This assignment is designed for you to practice the policy gradient method for reinforcement learning, one of the most popularly employed RL algorithms.

  • Part 1: Implementating policy gradient algorithms (50 points): implement Reinforce and Actor-Critic algorithms and test your implementations using the provided grid world environment;

  • Part 2: Fine-tuning and comparisons (50 points + 10 bonus points): fine-tune the hyperparameters in both algorithms to obtain the best performance, and compare the results with value-based algorithms that you have implemented in MP2.

A collab assignment page has been created for this assignment. Please submit your written report strictly following the requirement specified below. The report must be in PDF format, and simply name your submission by your computing ID dash assignment3, e.g., “cl5ev-assignment3.PDF”.

Grid world environment

For this assignment, you will work with the same 4-by-4 grid world environment as provided in MP2.

Part 1: Implementing policy gradient algorithms (50 points)

Policy gradient (PG) algorithms directly target at improving the policy via gradient-based optimization. Your task is to implement two PG algorithms, namely Reinforce and Actor-Critic, to solve the grid world problem. The starter code is provided in PG.py, where you need to fill in the methods named reinforce and actorCritic. You can add new methods to the ReinforcementLearning class, when needed. The inputs of both algorithms should include theta (i.e., the initial policy) and other necessary hyperparameters.

Deliverables:

  • (30 points - Implementation) Report your algorithm implementations and explain key steps in both algorithms. Specifically, you need to write down the math equations for the parameterized policy, computed gradient, and the update rule.
  • (20 points - Evaluation) Evaluate the optimized policy by producing a figure where the x-axis indicates the # episodes (your choice of total number of episodes should be large enough so that the algorithm converges) and the y-axis indicates the cumulative rewards per episode starting from state-0 (averaged over at least 10 runs) for both algorithms. Copy and paste the main parts of your code into your report.

Part 2: Fine-tuning and Comparison (50 points + 10 points)

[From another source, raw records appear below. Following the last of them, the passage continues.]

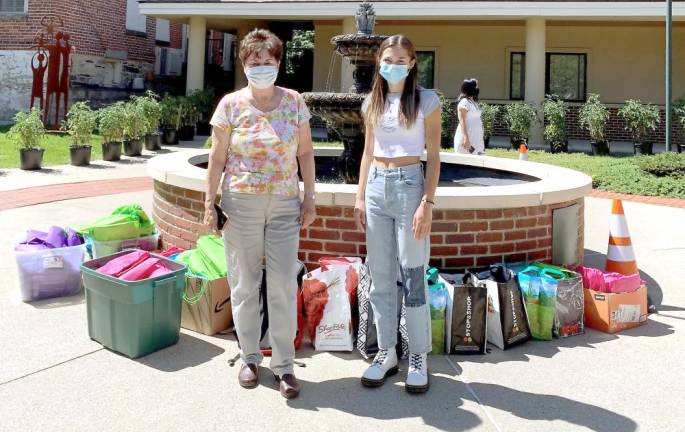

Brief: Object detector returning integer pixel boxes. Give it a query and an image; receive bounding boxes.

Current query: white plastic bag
[302,265,353,351]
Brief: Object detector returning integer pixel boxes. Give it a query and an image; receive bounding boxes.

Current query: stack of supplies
[14,226,85,301]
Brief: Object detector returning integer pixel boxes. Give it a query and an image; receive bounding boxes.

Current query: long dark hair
[366,35,420,128]
[457,78,480,106]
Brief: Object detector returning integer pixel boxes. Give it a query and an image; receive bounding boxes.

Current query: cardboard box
[584,286,647,333]
[181,276,233,336]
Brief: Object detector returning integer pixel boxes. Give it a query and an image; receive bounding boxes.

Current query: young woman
[204,30,316,399]
[454,78,485,154]
[355,35,440,393]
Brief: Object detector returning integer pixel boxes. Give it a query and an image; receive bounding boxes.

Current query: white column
[186,16,207,94]
[525,17,545,144]
[340,17,357,92]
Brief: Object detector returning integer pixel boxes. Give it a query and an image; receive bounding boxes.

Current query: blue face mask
[379,63,409,84]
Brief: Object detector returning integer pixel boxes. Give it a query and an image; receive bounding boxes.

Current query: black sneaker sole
[362,366,400,387]
[404,377,430,394]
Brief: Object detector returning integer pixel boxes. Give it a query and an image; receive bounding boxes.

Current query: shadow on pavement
[286,361,483,431]
[469,382,637,432]
[135,333,224,372]
[82,163,116,169]
[584,249,664,309]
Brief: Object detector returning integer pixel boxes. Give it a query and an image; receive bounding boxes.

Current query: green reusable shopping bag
[176,235,227,280]
[518,265,564,340]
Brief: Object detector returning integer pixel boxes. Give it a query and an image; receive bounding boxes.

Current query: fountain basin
[148,148,592,271]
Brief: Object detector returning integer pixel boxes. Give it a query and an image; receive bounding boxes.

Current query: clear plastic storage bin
[14,245,86,301]
[90,233,159,258]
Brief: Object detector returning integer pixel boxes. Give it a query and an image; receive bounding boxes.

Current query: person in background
[354,35,440,393]
[204,29,316,399]
[454,78,485,154]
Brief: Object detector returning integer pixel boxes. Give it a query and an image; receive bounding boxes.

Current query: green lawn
[0,126,102,168]
[487,149,685,198]
[0,130,685,198]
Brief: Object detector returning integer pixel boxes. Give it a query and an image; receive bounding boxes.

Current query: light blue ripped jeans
[365,163,431,354]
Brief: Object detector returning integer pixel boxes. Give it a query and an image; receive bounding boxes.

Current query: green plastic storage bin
[81,250,186,358]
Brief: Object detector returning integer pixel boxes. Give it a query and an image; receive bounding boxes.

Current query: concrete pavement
[0,192,685,432]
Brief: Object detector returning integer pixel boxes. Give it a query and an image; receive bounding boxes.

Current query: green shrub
[62,102,98,147]
[618,99,660,143]
[480,102,502,138]
[98,102,126,143]
[9,108,45,149]
[579,94,609,142]
[504,102,537,141]
[542,95,568,148]
[636,152,685,177]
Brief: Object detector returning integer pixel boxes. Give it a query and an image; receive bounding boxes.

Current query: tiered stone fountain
[303,1,387,183]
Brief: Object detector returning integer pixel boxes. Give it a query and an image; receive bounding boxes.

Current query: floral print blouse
[210,87,311,197]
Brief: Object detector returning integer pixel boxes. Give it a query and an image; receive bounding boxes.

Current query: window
[509,52,526,100]
[416,51,435,89]
[545,53,587,102]
[0,0,26,14]
[126,0,147,35]
[509,52,587,102]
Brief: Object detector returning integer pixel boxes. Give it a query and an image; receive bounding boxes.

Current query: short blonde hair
[238,29,283,65]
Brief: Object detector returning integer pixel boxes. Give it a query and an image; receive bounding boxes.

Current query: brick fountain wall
[153,181,584,271]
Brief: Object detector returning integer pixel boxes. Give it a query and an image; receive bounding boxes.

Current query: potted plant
[190,87,214,136]
[618,99,660,155]
[578,94,609,156]
[62,102,97,166]
[135,90,162,151]
[673,97,685,153]
[98,102,126,161]
[480,102,501,148]
[161,95,181,145]
[437,92,455,149]
[542,95,568,153]
[178,96,199,141]
[124,101,147,156]
[9,108,45,170]
[504,102,537,150]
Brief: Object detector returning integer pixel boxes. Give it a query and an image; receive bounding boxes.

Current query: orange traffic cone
[606,200,639,275]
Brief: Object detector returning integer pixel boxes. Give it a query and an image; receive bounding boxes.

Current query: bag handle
[183,278,209,305]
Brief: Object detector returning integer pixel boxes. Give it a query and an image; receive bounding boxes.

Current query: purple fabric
[14,226,83,251]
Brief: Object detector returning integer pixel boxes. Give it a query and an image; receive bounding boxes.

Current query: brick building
[0,0,185,122]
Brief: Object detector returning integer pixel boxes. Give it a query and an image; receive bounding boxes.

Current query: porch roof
[140,0,685,21]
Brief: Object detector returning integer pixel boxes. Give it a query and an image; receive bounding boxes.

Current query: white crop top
[362,89,440,158]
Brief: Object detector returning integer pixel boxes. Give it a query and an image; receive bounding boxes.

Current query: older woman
[204,29,316,399]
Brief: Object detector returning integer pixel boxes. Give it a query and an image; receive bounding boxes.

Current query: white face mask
[245,65,278,89]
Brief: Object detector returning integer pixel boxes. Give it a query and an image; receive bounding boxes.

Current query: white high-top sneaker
[362,348,398,387]
[405,353,428,393]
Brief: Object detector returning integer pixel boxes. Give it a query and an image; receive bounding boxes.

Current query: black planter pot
[195,121,212,136]
[509,138,526,151]
[19,149,45,170]
[102,141,123,162]
[549,141,568,153]
[145,133,162,151]
[162,128,178,145]
[633,142,654,155]
[590,141,609,156]
[178,126,195,141]
[124,138,143,156]
[69,145,93,166]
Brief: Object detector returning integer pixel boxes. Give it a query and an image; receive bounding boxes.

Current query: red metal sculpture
[31,16,72,128]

You probably have learned from MP2 that the exploration rate needs to be carefully tuned to secure acceptable performance. For policy-based algorithms, you will face a similar situation and are thus encouraged to fine-tune the critical parameters in search of a better result. In this part, you are asked to compare the performance of all RL algorithms implemented in MP2 and MP3, using the evaluation protocol defined in Part 1. You should fine-tune the hyperparameters of all RL algorithms you have implemented so far (MC, TD and PG) to report their best performance in this simple environment. And from the experiment results, please think about the advantages and disadvantages of these RL algorithms.

Deliverables:

  • (20 points - learning rate tuning) Fix the total number of episodes to 3000 and run REINFORCE and ActorCritics algorithms with different learning rate. Report the best learning rate that ensures the fastest convergence of each algorithm, and explain how the learning rate affects the performance.
  • (30 points - changing environment) In MDP.py, you can see that the transition function is parameterized by b, which controls the randomness of the environment. Try to run your code under different b and see how it affects the performance of your algorithms (still set the total number of episodes to 3000). Please create a figure where the x-axis indicates different values of b and the y-axis indicates the cumulative rewards starting from state-0 after a fixed number of episodes (averaged over at least 10 runs). The figure should contain 4 curves corresponding to b=0.0, 0.1, 0.2 and 0.3. Explain the impact of b on the cumulative rewards during training.
  • (10 bonus points - comparison between value-based and policy-based algorithms) Compare the two policy-based methods and those value-based methods you implemented in MP2 (i.e., off-policy MC and Q-learning) by producing a figure where the x-axis indicates the number of episodes (maximum 3000) and the y-axis indicates the cumulative rewards per episode starting from state-0 (averaged over at least 10 runs). Find the best-performed algorithm under different b and explain your findings.